Les Boston Celtics sont les champions d’il y a deux ans. Pour retrouver l’ivresse d’un titre NBA, ils ont senti qu’ils ne devaient pas trop forcer durant la saison régulière afin d’être en super forme pour les playoffs : ainsi, on a vu des Celtics quelque peu fébriles durant 82 matchs, pas des plus dominateurs ni des plus physiques. Avec cette saison en demi-teinte, les Celtics ne se sont pas trop bien positionnés, finissant à une très moyenne 4ème place de la conférence Est.

Opposés en demi-finales de conférence aux Cavs, prétendant au titre suprême grâce notamment à un gros recrutement pour épauler LeBron James, les Celtics ont montré que leur saison n’était qu’un leurre : boostés par l’enjeu, les Garnett, Pierce, Allen, Rondo et & co ont tout mangé sur leur passage (du feu, des cavaliers et des magiciens : ça fait un peu Legend of Mana tout ça…), et aujourd’hui les voila en NBA Finals, leurs deuxième en trois ans.

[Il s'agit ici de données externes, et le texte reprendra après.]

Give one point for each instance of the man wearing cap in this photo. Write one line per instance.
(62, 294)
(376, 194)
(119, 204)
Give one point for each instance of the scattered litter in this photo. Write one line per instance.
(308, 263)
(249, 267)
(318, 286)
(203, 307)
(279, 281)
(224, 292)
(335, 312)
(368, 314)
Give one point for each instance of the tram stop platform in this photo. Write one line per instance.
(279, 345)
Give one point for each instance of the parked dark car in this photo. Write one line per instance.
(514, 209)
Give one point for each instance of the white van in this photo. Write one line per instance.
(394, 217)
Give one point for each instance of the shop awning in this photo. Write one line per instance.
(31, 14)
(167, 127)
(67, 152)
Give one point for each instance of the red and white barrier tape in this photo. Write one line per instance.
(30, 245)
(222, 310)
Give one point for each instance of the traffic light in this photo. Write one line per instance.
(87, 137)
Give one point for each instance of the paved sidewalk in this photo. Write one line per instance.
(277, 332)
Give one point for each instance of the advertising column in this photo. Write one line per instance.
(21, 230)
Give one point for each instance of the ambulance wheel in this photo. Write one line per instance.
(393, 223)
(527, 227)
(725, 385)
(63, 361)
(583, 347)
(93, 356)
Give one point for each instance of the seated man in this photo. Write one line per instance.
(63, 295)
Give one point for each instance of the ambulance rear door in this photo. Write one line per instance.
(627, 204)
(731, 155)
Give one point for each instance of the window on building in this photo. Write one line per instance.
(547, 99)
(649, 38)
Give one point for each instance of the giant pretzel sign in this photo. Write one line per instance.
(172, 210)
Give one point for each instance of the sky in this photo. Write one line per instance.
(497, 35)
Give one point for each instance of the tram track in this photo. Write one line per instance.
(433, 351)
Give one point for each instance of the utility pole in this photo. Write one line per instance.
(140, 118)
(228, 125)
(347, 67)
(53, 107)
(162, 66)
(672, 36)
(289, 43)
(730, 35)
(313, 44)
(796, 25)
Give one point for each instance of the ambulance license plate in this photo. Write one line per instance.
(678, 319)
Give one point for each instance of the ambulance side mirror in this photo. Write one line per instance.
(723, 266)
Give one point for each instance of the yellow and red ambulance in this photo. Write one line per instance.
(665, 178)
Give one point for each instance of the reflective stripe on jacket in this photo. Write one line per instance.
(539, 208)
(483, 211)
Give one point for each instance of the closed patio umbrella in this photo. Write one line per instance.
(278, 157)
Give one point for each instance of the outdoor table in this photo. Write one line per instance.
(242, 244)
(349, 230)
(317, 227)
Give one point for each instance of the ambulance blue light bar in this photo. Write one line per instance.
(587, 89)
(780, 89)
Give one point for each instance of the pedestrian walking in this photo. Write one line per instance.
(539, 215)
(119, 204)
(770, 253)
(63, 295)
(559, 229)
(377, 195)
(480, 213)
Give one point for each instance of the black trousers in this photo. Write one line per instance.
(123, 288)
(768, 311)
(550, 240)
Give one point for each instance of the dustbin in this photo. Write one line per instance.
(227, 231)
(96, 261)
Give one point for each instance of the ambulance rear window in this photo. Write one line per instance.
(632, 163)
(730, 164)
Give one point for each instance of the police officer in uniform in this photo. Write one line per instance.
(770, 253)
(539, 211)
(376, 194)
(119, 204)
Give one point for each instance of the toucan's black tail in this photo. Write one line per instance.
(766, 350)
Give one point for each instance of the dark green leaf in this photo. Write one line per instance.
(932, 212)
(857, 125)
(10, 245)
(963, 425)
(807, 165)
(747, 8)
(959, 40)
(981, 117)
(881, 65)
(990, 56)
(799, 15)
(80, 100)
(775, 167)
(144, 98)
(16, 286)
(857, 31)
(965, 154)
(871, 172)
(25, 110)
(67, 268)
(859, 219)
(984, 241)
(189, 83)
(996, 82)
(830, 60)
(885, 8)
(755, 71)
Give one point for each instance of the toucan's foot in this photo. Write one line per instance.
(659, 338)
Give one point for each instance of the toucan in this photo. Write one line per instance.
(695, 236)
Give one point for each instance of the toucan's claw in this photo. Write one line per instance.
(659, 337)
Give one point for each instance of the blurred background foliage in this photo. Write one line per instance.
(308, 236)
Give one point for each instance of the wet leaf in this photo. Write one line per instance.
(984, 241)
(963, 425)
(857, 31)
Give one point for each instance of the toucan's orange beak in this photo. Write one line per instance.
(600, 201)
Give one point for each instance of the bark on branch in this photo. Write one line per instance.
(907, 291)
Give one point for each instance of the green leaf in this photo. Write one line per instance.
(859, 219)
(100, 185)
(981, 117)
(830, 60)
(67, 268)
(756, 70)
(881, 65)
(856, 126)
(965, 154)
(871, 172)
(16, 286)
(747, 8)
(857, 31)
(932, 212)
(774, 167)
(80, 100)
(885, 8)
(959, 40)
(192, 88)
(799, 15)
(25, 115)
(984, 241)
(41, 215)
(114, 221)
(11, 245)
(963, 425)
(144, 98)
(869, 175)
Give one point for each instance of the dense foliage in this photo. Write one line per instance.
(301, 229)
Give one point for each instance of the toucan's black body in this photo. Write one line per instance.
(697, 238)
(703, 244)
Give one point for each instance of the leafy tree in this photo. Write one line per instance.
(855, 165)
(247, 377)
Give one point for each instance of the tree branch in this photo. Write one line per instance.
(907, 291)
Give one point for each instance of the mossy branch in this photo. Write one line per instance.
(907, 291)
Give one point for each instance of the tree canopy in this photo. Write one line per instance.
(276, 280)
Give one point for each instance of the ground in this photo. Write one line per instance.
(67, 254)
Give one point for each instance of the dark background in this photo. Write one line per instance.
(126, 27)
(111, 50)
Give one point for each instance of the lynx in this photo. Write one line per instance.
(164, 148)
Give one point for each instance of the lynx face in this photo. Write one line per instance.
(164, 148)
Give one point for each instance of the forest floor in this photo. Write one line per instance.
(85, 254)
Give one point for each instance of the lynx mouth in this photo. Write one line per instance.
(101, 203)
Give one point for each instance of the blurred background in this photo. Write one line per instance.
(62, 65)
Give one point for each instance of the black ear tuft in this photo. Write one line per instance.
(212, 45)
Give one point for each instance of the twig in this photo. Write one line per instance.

Petit tour d’horizon des forces en présence : Les Celtics présentent exactement le même cinq de départ qu’il y a deux quand ils ont battu les Lakers en NBA Finals. Mais contrairement à 2008 où les Celtics ont gagné le titre MALGRE la présence de Rajon Rondo, cette année les Celtics ont atteint les NBA Finals surtout GRACE à ce même Rajon Rondo : à l’époque un peu jeune et frêle, il est aujourd’hui devenu l’un des tout meilleurs meneurs de jeu de la ligue. Le Big Three originel a peut-être un peu perdu de sa superbe, mais rien du tout de sa motivation et de ses qualités intrinsèques…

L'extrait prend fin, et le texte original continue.